Kamerateam im Kontrollraum eines libyschen Nuklearreaktors, der von der IAEA überwacht wird. Keystone

Die Schweizer Regierung hat im Jahr 2007 Akten von drei mutmasslichen Schweizer Atomschmugglern vernichten lassen, um zu vermeiden, dass dieses "gefährliche Material" in falsche Hände gerät.

Das Material wurde von der Bundeskriminalpolizei unter Aufsicht der Internationalen Atomenergie-Agentur (IAEA) geschreddert, erklärte Bundespräsident Pascal Couchepin am Freitag.

Die bei drei Ingenieuren im Rheintal sichergestellten Dokumente hätten detaillierte Baupläne für Nuklearwaffen, für Gasultrazentrifugen zur Anreicherung von waffenfähigem Uran sowie für Lenkwaffenträgersysteme enthalten.

Diese Dokumente hätten ein erhebliches Sicherheitsrisiko für die Schweiz und die Staatengemeinschaft dargestellt, sagte Couchepin. Die Schweizer Regierung habe unter allen Umständen verhindern wollen, dass diese Informationen in die Hände einer terroristischen Organisation oder eines “unberechtigten” Staates gelangten.

Um dieser Gefahr wirksam zu begegnen und den vertraglichen Verpflichtungen aus dem internationalen Vertrag über die Nichtweiterverbreitung von Kernwaffen (NPT) nachzukommen, habe der Bundesrat am 14. November 2007 beschlossen, die Datenträger und Dokumente der Ingenieure zu vernichten.

Pakistan-Connection

Die Bundesanwaltschaft führt seit 2004 ein Verfahren wegen Verstosses gegen das Kriegsmaterial- und das Güterkontrollgesetz.

2006 hat der Bundesrat “aus Hinweisen geschlossen, dass verschiedene offizielle Atomwaffenstaaten Kenntnis erhalten hatten, dass die Schweiz im Besitz von hochbrisanten Dokumenten war”.
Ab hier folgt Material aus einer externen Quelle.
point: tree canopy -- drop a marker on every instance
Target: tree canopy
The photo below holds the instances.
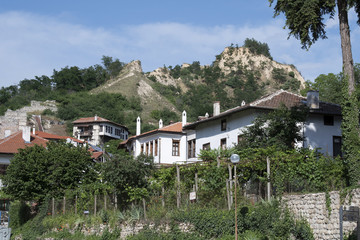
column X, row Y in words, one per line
column 36, row 172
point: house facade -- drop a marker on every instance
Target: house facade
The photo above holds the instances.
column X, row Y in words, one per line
column 167, row 144
column 320, row 131
column 97, row 130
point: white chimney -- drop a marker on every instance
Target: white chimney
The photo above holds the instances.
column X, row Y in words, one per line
column 216, row 108
column 184, row 118
column 26, row 134
column 138, row 125
column 7, row 133
column 312, row 99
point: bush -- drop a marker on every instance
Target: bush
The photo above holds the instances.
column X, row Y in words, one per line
column 20, row 214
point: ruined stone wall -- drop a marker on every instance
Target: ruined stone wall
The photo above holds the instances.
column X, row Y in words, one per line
column 323, row 221
column 15, row 120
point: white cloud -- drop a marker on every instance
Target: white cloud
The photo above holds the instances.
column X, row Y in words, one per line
column 35, row 45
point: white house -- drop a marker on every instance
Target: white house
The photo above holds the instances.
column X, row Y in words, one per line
column 97, row 130
column 223, row 130
column 167, row 144
column 182, row 142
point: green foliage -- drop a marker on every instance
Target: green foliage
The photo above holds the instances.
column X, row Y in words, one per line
column 127, row 175
column 20, row 214
column 257, row 47
column 277, row 128
column 305, row 19
column 350, row 131
column 165, row 114
column 36, row 172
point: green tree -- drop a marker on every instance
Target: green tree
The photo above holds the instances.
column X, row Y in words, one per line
column 279, row 128
column 305, row 20
column 36, row 172
column 123, row 171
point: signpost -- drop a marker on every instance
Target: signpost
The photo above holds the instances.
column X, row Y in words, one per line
column 234, row 158
column 349, row 214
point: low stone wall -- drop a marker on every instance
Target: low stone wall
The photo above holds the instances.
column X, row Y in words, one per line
column 325, row 223
column 15, row 120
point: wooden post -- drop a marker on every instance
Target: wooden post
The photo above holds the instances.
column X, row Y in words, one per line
column 144, row 206
column 75, row 204
column 94, row 204
column 196, row 187
column 236, row 235
column 53, row 207
column 268, row 178
column 178, row 198
column 105, row 201
column 163, row 196
column 228, row 194
column 115, row 201
column 64, row 205
column 230, row 184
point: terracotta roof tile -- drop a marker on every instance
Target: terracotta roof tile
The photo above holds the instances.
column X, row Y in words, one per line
column 12, row 143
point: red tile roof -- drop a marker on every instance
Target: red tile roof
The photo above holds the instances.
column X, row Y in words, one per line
column 56, row 137
column 172, row 128
column 12, row 143
column 98, row 120
column 273, row 101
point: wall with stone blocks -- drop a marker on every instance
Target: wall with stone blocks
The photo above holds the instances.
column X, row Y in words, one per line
column 313, row 208
column 15, row 120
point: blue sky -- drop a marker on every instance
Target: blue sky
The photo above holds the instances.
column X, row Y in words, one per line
column 39, row 36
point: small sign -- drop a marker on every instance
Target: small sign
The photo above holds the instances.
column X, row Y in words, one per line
column 350, row 213
column 192, row 196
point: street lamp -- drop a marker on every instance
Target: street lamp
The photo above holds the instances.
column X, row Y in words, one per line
column 235, row 158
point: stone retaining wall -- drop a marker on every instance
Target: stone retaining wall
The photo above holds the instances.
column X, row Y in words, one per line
column 15, row 120
column 313, row 208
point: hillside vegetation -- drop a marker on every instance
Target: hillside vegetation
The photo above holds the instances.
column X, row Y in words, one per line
column 120, row 92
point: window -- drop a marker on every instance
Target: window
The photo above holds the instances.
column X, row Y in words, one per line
column 156, row 147
column 176, row 147
column 191, row 148
column 337, row 142
column 223, row 143
column 206, row 146
column 223, row 125
column 329, row 120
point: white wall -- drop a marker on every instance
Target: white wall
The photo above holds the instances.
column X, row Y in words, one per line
column 164, row 155
column 318, row 135
column 210, row 132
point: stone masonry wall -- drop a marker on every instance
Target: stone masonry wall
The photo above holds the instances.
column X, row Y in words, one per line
column 312, row 207
column 15, row 120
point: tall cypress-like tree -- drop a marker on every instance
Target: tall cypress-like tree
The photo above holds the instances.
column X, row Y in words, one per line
column 305, row 21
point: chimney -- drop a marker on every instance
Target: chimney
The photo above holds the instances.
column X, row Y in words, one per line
column 138, row 126
column 184, row 118
column 312, row 99
column 26, row 134
column 216, row 108
column 7, row 133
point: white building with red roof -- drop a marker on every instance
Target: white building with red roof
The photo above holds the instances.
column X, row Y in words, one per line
column 320, row 131
column 97, row 130
column 182, row 142
column 167, row 144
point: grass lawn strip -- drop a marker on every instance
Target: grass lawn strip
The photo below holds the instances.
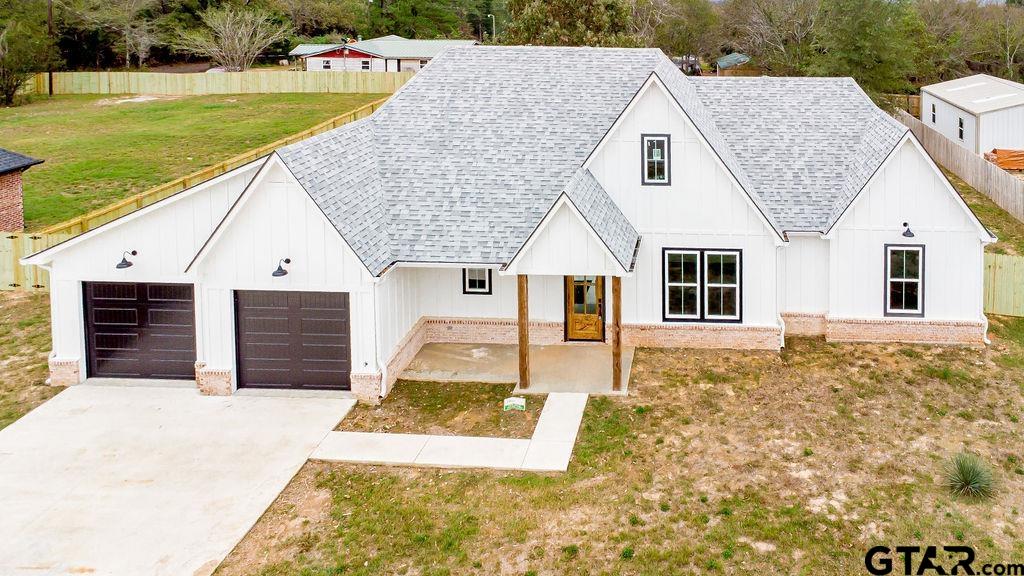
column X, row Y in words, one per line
column 97, row 151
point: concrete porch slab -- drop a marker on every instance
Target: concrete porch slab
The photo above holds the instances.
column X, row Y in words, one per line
column 550, row 449
column 556, row 368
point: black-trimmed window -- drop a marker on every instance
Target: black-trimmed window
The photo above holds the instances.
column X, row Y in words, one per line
column 701, row 285
column 904, row 280
column 654, row 152
column 475, row 281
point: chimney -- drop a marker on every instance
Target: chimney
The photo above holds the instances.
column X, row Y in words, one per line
column 11, row 201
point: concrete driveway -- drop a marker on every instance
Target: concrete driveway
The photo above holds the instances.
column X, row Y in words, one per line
column 155, row 481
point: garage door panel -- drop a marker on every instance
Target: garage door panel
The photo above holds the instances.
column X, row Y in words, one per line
column 140, row 330
column 293, row 339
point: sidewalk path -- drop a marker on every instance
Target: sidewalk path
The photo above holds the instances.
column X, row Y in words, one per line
column 548, row 450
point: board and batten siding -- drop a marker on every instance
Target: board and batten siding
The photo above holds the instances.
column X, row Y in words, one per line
column 907, row 190
column 166, row 237
column 946, row 116
column 275, row 220
column 804, row 275
column 1001, row 129
column 701, row 208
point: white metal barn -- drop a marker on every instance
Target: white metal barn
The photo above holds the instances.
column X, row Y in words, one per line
column 531, row 195
column 979, row 112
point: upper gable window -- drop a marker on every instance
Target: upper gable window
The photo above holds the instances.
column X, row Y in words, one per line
column 475, row 281
column 655, row 150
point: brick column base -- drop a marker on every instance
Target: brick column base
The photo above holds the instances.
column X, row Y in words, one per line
column 212, row 381
column 64, row 372
column 367, row 387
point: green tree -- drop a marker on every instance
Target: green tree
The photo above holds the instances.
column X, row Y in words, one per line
column 570, row 23
column 873, row 41
column 25, row 45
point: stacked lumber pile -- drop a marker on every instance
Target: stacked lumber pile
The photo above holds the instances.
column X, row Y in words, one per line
column 1007, row 159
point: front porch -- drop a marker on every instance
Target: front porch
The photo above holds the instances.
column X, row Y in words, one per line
column 553, row 368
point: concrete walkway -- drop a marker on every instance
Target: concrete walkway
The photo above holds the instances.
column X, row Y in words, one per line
column 548, row 450
column 113, row 480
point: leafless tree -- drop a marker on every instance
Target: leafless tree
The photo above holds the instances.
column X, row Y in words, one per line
column 232, row 37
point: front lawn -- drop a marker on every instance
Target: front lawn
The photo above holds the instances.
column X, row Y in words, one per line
column 98, row 150
column 717, row 462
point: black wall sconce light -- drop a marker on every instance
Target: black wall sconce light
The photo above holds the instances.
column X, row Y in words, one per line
column 125, row 262
column 281, row 270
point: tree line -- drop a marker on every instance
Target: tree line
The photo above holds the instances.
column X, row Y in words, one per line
column 886, row 45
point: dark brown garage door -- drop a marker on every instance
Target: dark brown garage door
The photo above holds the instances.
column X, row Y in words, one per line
column 140, row 330
column 293, row 339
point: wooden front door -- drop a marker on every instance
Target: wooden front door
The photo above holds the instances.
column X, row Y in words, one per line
column 585, row 307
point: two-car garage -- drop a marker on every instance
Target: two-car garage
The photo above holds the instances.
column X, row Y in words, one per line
column 283, row 338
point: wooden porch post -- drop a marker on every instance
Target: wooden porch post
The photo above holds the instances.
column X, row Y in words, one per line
column 616, row 333
column 523, row 324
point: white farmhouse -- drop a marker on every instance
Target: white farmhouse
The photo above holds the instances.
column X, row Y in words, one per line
column 531, row 194
column 980, row 112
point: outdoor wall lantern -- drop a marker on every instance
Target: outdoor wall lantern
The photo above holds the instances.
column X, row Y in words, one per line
column 281, row 270
column 125, row 262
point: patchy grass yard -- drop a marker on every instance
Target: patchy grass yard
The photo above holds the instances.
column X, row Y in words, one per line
column 448, row 409
column 98, row 152
column 717, row 461
column 1009, row 230
column 25, row 343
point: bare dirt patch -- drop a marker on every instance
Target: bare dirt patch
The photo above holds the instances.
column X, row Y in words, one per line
column 25, row 344
column 448, row 409
column 717, row 461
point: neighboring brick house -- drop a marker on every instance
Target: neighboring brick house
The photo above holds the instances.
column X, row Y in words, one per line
column 535, row 195
column 11, row 204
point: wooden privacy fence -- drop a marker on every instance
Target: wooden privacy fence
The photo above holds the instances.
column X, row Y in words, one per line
column 14, row 246
column 249, row 82
column 1005, row 284
column 986, row 177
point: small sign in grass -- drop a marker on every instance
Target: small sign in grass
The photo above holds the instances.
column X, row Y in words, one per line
column 515, row 403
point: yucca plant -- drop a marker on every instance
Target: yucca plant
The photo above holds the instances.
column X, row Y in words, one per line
column 968, row 476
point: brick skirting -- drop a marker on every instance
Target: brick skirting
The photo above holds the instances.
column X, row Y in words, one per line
column 212, row 381
column 802, row 324
column 905, row 330
column 65, row 372
column 702, row 336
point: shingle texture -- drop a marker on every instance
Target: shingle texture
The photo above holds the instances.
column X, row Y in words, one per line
column 12, row 161
column 463, row 163
column 807, row 145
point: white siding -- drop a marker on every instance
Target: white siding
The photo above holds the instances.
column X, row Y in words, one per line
column 804, row 275
column 166, row 237
column 278, row 219
column 906, row 190
column 563, row 245
column 946, row 117
column 1001, row 128
column 700, row 209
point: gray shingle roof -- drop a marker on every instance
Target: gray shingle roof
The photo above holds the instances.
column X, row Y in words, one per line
column 807, row 145
column 463, row 163
column 603, row 214
column 13, row 162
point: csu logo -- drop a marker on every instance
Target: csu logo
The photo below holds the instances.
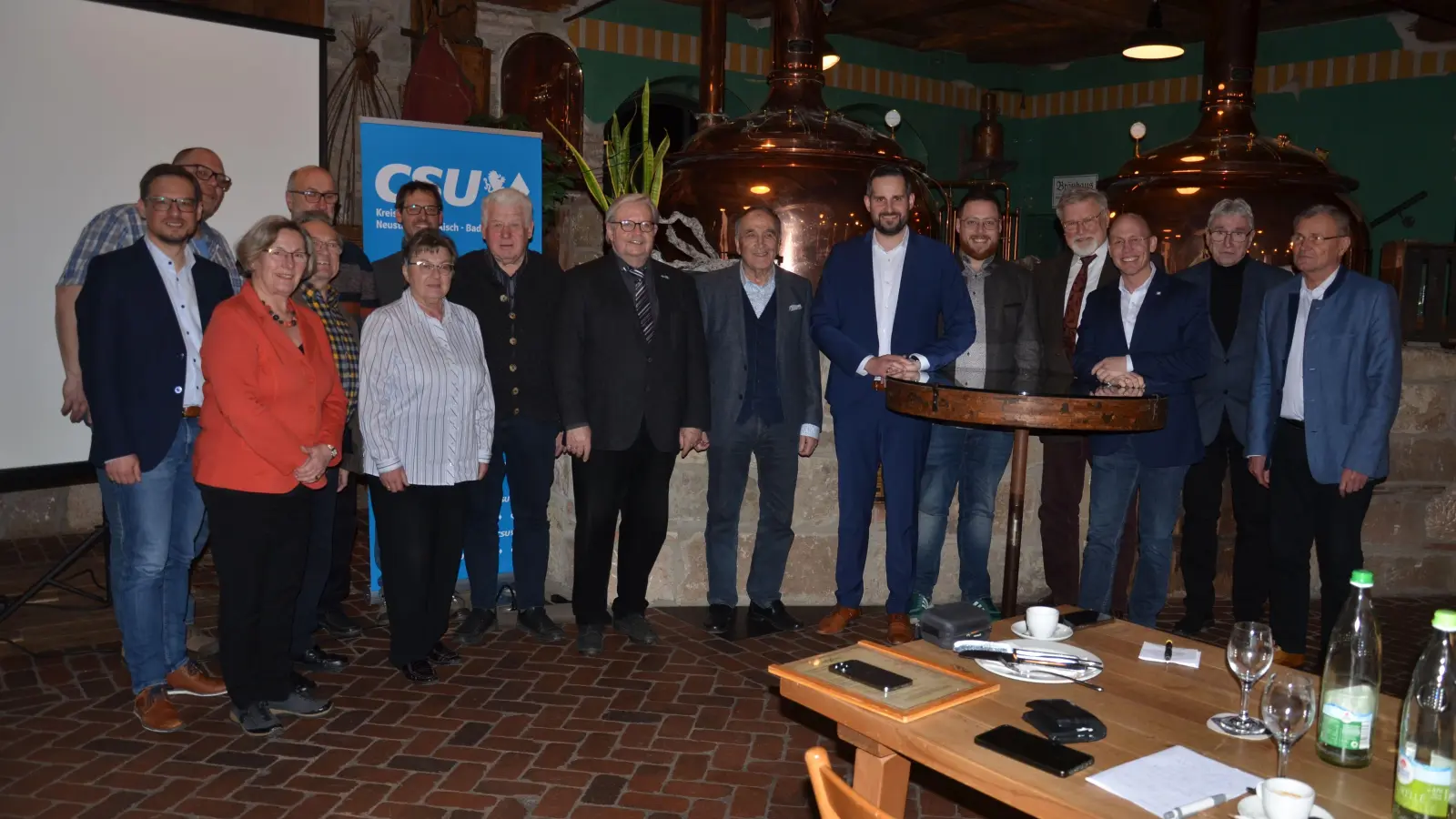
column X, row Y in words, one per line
column 389, row 178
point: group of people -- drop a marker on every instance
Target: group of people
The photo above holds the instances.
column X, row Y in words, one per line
column 245, row 399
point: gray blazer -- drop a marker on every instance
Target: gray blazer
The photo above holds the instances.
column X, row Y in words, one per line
column 721, row 296
column 1229, row 380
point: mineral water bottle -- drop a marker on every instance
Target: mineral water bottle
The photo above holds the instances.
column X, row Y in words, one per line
column 1423, row 770
column 1350, row 688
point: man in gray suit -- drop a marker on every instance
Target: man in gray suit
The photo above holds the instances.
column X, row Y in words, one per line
column 766, row 402
column 1235, row 286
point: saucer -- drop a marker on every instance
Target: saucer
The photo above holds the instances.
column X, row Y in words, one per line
column 1251, row 807
column 1062, row 632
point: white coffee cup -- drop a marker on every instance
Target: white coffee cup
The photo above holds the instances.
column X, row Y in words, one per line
column 1286, row 799
column 1041, row 622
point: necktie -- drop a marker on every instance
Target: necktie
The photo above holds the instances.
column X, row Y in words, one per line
column 1074, row 314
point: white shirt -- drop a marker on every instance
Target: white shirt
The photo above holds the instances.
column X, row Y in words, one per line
column 426, row 399
column 1292, row 405
column 189, row 321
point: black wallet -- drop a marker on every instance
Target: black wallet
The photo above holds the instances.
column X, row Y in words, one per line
column 1063, row 722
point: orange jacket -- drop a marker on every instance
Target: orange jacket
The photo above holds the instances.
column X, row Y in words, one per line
column 262, row 399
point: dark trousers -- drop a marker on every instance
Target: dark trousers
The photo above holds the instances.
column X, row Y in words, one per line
column 523, row 455
column 776, row 450
column 631, row 484
column 1063, row 474
column 259, row 547
column 1305, row 511
column 1203, row 501
column 421, row 532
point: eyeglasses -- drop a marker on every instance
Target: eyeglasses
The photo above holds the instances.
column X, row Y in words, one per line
column 162, row 205
column 204, row 174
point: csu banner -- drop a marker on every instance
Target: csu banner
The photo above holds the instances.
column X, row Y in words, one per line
column 465, row 164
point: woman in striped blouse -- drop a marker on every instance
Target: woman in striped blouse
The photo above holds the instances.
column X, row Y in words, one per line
column 427, row 417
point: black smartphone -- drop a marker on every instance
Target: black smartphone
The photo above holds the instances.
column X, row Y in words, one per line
column 874, row 676
column 1036, row 751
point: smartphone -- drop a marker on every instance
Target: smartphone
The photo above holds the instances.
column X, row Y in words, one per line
column 1036, row 751
column 874, row 676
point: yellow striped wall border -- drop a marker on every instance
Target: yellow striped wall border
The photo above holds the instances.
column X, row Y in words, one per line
column 1331, row 72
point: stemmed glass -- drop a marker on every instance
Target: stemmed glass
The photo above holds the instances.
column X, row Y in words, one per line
column 1289, row 710
column 1251, row 653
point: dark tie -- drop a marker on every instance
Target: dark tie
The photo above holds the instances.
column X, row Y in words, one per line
column 1074, row 312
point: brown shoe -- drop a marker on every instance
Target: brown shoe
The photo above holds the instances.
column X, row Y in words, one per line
column 900, row 630
column 193, row 680
column 837, row 620
column 157, row 712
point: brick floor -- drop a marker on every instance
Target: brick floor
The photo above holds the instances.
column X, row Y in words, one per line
column 691, row 727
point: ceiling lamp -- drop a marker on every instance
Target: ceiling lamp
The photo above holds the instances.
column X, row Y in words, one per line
column 1154, row 43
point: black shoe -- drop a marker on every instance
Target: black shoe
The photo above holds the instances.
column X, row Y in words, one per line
column 590, row 639
column 443, row 656
column 536, row 622
column 339, row 624
column 420, row 672
column 720, row 618
column 319, row 661
column 775, row 615
column 475, row 627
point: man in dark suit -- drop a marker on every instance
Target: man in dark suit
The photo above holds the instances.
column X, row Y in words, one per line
column 1062, row 288
column 1150, row 332
column 140, row 319
column 632, row 389
column 1327, row 385
column 877, row 314
column 766, row 405
column 976, row 458
column 1235, row 286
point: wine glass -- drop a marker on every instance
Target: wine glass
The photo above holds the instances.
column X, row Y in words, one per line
column 1289, row 710
column 1251, row 653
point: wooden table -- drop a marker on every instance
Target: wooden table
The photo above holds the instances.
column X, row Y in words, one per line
column 1147, row 709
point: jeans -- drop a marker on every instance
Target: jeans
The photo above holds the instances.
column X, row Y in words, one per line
column 1114, row 480
column 776, row 450
column 975, row 460
column 155, row 537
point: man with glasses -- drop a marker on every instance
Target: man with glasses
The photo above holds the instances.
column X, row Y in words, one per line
column 1235, row 286
column 1327, row 385
column 417, row 207
column 142, row 366
column 632, row 389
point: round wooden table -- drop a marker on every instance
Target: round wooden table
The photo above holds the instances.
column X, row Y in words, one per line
column 1024, row 402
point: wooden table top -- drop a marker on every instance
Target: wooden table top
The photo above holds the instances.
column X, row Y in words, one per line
column 1147, row 709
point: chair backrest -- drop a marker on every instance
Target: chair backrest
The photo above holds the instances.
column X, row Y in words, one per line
column 834, row 794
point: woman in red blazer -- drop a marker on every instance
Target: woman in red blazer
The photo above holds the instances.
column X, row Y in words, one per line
column 273, row 420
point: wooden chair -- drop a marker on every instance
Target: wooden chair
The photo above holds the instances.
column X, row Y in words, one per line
column 834, row 794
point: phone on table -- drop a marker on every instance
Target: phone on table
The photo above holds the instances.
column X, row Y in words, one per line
column 874, row 676
column 1036, row 751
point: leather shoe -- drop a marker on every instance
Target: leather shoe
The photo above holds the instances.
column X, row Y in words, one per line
column 837, row 620
column 900, row 630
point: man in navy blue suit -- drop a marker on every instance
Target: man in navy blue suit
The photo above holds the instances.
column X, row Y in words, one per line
column 1152, row 332
column 1327, row 385
column 875, row 315
column 140, row 319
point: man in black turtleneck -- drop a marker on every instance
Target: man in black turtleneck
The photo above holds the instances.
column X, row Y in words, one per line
column 1237, row 286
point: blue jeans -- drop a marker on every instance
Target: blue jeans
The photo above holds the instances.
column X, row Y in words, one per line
column 1114, row 480
column 157, row 528
column 975, row 460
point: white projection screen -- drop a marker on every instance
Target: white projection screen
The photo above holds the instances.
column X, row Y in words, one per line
column 94, row 95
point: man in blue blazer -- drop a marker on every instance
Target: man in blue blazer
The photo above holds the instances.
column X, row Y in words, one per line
column 1150, row 334
column 875, row 315
column 1327, row 385
column 140, row 321
column 1235, row 286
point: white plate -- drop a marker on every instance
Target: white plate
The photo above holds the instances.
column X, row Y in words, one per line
column 1057, row 636
column 1251, row 807
column 1026, row 673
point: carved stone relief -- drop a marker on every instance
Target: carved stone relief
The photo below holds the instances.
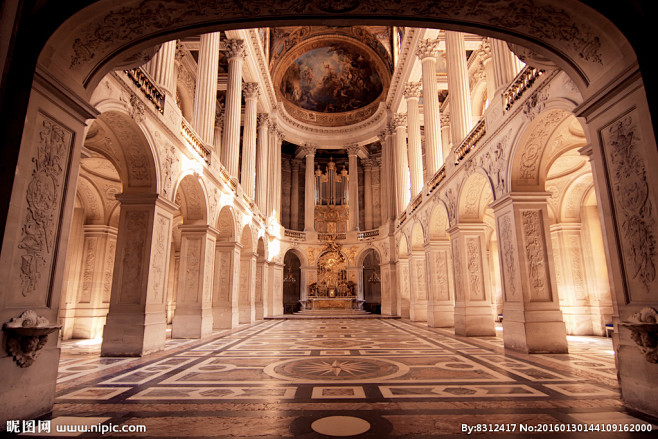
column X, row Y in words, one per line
column 508, row 253
column 635, row 216
column 474, row 267
column 43, row 196
column 535, row 253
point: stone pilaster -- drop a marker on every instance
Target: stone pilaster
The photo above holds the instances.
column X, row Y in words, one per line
column 230, row 156
column 205, row 94
column 136, row 322
column 441, row 288
column 262, row 151
column 427, row 52
column 353, row 187
column 532, row 320
column 248, row 175
column 473, row 315
column 226, row 285
column 415, row 152
column 458, row 88
column 418, row 287
column 401, row 163
column 309, row 188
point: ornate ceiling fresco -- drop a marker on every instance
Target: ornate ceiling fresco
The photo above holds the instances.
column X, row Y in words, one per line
column 331, row 76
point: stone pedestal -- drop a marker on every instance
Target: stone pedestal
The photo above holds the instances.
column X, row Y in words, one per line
column 472, row 292
column 136, row 322
column 441, row 293
column 226, row 285
column 532, row 320
column 193, row 317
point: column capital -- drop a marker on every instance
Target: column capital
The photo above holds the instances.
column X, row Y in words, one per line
column 412, row 90
column 251, row 90
column 309, row 149
column 428, row 49
column 399, row 120
column 353, row 149
column 235, row 49
column 263, row 119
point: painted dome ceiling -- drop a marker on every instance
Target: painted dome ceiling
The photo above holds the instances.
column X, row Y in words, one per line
column 330, row 76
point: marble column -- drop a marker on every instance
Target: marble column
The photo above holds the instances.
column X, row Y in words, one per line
column 571, row 278
column 193, row 317
column 95, row 284
column 247, row 176
column 418, row 287
column 309, row 188
column 205, row 93
column 505, row 64
column 161, row 67
column 427, row 52
column 246, row 309
column 441, row 288
column 353, row 187
column 226, row 285
column 136, row 322
column 532, row 320
column 230, row 155
column 458, row 88
column 294, row 195
column 473, row 315
column 401, row 163
column 262, row 150
column 367, row 194
column 415, row 151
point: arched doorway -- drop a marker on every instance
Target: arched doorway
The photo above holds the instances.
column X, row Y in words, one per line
column 371, row 280
column 292, row 282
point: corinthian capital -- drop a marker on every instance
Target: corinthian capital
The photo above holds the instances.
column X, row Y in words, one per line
column 412, row 90
column 235, row 49
column 427, row 49
column 250, row 90
column 352, row 149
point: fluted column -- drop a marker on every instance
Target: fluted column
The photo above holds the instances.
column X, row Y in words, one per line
column 415, row 151
column 460, row 96
column 161, row 67
column 427, row 52
column 505, row 64
column 294, row 194
column 261, row 162
column 309, row 188
column 401, row 163
column 248, row 178
column 367, row 194
column 205, row 94
column 230, row 155
column 353, row 187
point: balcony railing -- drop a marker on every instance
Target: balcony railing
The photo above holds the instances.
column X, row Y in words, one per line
column 293, row 234
column 436, row 180
column 470, row 142
column 194, row 140
column 150, row 90
column 521, row 83
column 366, row 234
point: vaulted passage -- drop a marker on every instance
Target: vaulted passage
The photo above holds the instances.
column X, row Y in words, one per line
column 276, row 378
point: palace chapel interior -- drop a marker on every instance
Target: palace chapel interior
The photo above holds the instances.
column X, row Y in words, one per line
column 287, row 219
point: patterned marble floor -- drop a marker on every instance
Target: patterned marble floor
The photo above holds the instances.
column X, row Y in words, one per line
column 393, row 378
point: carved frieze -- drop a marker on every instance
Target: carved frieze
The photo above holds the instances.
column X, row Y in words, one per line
column 43, row 202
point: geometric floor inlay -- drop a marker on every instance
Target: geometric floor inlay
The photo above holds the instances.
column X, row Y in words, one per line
column 298, row 378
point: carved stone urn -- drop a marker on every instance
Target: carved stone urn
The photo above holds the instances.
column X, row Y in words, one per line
column 26, row 335
column 644, row 332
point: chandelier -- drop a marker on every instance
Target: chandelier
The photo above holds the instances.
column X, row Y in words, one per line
column 374, row 278
column 289, row 278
Diese Dokumente stammten laut Couchepin aus dem Umfeld des “Vaters” der pakistanischen Atombombe, Abdul Qader Khan. Daraufhin sei die Internationale Atomenergieagentur (IAEA) an die Schweiz gelangt und habe offiziell um Einsicht in den Datenbestand ersucht.

US-Geheimdienste?

Bei seinem Reisswolf-Entscheid habe sich der Bundesrat auf die Bundesverfassung gestützt, welche ihm die Kompetenz einräumt, zur Wahrung der aussenpolitischen Interessen des Landes Entscheide zu treffen und Massnahmen zu ergreifen, um schwere Störungen der inneren oder äusseren Sicherheit abzuwehren, sagte Couchepin.

Die für die Geheimbereiche zuständige Geschäftsprüfungsdelegation (GPDel) sei laufend informiert worden. Für Fragen stand Couchepin nicht zur Verfügung.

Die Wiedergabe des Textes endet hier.